Non-bacterial acne pathways. Some acne is driven primarily by sebum overproduction, follicular hyperkeratinization, or hormonal signaling rather than bacterial colonization. Blue LED doesn't address these pathways. If your acne is primarily comedonal (closed comedones, blackheads) without much inflammation, LED is less effective than retinoids.

Resistant C. acnes strains. Some C. acnes strains have reduced porphyrin production or altered porphyrin types that absorb less efficiently at 415nm. These strains are uncommon but exist. If LED at proper protocol shows no improvement after 16 weeks, this is one possibility worth discussing with a dermatologist.

Concomitant skin conditions. Rosacea or perioral dermatitis can mimic acne but doesn't respond to blue LED. Misdiagnosis is common — what looks like adult acne may be rosacea, which needs different treatment.

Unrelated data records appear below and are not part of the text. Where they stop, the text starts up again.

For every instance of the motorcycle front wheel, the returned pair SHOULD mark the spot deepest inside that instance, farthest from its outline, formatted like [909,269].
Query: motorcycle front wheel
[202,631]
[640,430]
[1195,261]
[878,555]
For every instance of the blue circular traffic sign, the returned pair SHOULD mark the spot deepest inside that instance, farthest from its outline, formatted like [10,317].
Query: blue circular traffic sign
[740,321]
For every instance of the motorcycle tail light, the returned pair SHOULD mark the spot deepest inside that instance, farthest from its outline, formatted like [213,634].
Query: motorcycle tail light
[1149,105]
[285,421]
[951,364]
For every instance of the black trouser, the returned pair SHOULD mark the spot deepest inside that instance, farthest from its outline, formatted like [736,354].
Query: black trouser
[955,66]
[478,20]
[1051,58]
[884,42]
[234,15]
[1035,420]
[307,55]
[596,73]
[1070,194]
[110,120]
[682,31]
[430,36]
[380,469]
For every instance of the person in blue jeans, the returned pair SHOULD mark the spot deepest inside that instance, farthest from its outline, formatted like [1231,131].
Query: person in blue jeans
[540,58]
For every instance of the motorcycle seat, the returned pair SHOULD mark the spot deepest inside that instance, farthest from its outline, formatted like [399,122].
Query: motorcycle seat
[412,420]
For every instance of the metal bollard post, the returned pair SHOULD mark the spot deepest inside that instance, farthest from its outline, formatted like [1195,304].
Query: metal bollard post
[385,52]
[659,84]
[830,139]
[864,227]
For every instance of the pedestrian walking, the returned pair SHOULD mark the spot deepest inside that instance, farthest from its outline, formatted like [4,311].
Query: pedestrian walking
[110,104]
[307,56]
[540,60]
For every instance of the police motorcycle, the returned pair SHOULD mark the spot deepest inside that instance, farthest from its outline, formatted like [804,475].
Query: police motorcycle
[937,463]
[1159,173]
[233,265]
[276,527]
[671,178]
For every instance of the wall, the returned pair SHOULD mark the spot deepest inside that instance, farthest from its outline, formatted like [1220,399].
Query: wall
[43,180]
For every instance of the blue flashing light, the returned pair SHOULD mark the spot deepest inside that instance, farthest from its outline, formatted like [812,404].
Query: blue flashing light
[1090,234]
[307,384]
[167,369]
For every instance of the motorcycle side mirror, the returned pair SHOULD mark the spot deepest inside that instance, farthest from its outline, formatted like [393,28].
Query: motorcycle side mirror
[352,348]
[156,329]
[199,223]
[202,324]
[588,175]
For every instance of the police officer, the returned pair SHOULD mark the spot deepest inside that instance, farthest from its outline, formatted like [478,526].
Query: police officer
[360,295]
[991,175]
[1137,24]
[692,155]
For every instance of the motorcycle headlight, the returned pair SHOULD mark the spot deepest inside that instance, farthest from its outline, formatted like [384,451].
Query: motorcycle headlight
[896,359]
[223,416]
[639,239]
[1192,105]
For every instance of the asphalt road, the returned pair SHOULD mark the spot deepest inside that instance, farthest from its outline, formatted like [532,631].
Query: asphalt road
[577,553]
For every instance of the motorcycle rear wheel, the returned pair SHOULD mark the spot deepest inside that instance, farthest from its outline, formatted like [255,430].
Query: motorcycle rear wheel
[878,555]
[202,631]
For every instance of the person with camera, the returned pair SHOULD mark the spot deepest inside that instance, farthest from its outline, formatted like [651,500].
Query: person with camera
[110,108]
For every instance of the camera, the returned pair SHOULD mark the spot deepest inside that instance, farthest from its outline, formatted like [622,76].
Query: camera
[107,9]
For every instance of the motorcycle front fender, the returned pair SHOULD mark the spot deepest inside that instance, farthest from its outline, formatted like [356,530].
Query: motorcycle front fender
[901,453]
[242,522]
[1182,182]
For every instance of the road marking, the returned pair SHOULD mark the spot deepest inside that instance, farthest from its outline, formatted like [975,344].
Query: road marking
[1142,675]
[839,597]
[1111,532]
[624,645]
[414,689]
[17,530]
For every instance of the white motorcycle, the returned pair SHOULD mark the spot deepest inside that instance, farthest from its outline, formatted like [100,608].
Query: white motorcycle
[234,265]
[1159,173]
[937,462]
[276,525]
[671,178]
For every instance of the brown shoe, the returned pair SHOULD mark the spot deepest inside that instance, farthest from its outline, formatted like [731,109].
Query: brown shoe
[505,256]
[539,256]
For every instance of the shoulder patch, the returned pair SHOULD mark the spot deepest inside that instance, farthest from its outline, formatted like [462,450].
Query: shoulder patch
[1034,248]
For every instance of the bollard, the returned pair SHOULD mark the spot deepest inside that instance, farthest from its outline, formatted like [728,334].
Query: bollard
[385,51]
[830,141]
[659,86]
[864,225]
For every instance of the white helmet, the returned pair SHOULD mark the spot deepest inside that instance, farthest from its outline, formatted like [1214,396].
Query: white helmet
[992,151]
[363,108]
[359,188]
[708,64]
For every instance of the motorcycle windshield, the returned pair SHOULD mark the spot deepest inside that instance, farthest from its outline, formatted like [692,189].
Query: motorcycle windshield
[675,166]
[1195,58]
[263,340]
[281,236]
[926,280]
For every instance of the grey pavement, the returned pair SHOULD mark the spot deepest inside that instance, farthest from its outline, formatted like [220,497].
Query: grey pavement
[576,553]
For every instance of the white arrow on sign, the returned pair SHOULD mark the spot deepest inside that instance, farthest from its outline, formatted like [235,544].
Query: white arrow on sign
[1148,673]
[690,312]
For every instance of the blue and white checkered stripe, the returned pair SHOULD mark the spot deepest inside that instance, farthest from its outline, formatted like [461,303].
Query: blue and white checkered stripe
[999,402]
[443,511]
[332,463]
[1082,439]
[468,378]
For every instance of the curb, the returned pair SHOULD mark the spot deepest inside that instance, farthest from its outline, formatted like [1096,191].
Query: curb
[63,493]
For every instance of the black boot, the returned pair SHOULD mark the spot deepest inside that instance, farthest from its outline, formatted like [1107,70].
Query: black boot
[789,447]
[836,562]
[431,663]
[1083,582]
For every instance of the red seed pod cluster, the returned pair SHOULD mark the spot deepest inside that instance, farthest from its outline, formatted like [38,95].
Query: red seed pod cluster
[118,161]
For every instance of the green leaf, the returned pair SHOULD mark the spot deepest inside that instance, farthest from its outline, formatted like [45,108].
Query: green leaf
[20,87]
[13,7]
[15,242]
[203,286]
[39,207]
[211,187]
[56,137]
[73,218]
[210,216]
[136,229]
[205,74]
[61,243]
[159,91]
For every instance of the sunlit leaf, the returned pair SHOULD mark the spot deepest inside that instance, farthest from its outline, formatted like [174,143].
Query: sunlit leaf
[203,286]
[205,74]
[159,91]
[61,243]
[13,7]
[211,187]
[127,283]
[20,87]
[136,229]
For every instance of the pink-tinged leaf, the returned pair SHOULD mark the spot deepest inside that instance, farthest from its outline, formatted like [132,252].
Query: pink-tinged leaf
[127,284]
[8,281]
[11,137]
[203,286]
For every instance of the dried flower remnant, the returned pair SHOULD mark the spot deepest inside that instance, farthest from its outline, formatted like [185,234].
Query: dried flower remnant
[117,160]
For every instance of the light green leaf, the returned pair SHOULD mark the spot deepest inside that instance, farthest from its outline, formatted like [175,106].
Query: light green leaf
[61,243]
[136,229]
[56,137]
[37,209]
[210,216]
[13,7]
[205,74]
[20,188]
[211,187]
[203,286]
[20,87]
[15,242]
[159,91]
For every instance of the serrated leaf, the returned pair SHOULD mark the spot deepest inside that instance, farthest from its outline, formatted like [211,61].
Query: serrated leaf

Inadequate protocol adherence. This is the most common reason. LED 2x/week shows much smaller effect than 5x/week. Inconsistent use produces inconsistent results. If you're not seeing improvement, audit your actual frequency before concluding LED doesn't work.

Related Reading

Medical disclaimer: This article is informational, not medical advice. Acne is a medical condition, and severe or treatment-resistant acne should be evaluated by a dermatologist. LED devices are adjunctive — they support, but do not replace, comprehensive acne treatment plans designed by qualified clinicians.